The Wadi


Sherri Mandell

 

The wadi near our home in Tekoa is part of the African Syrian rift, a gash through limestone worrying its path for millennia. A fifth-century Byzantine monk named Haritun lived here and built a monastery. You can see its ruins as well as a network of study cells the monks carved from the caves. Before that, Jewish rebels who fought the Romans hid in the hills here. For many centuries, the wadi was mostly uninhabited. Twenty years ago, a group of seekers, Christians from California, traveled here and stayed for a few months, trying to make their home in one of the caves.

I imagine that they were looking for the presence of God in the landscape of jagged mountains.
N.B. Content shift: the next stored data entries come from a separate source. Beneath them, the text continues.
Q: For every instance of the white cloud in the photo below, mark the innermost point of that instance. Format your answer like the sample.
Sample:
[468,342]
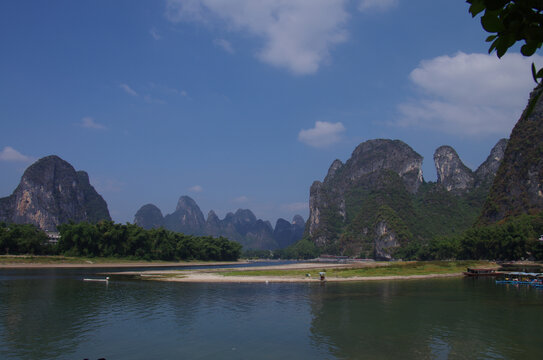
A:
[12,155]
[89,123]
[154,33]
[224,44]
[300,206]
[322,135]
[127,89]
[241,199]
[297,34]
[379,5]
[107,185]
[469,94]
[196,188]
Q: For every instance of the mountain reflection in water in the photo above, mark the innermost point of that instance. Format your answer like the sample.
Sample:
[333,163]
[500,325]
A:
[58,316]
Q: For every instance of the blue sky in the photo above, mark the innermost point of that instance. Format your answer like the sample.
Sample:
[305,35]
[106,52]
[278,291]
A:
[243,103]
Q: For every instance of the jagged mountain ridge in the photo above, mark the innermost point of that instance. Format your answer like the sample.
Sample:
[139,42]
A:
[241,226]
[378,200]
[52,192]
[518,186]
Or maybe they craved the gift of solitude, the quiet, the stark beauty of mountains that repeat themselves like pages in a book whose spine is overturned.

 

Glasses

 

To see clearly. Not to see. The first sign of age. I remember the ophthalmologist’s words: After the age of 40, each year your vision will decline. I can see in the distance. It’s what is up close that is impenetrable. Is what we see what we know? The Shema, the fundamental Jewish prayer, tells us not to follow your eyes. Listen O Israel, the Lord your god is one.

One cold night in December, my husband and I drive from our home in Tekoa to Modi’in, a city close to Tel Aviv. We are going to the comedy fundraiser for our organization, Comedy for Koby, named after my son. On May 8th, 2001 he and his friend Yosef cut school to hike in the wadi. They were beaten to death with stones, their bodies found in a cave, blood smeared on the walls. The burial society buried the bloody rocks in the wadi, in accordance with Jewish law.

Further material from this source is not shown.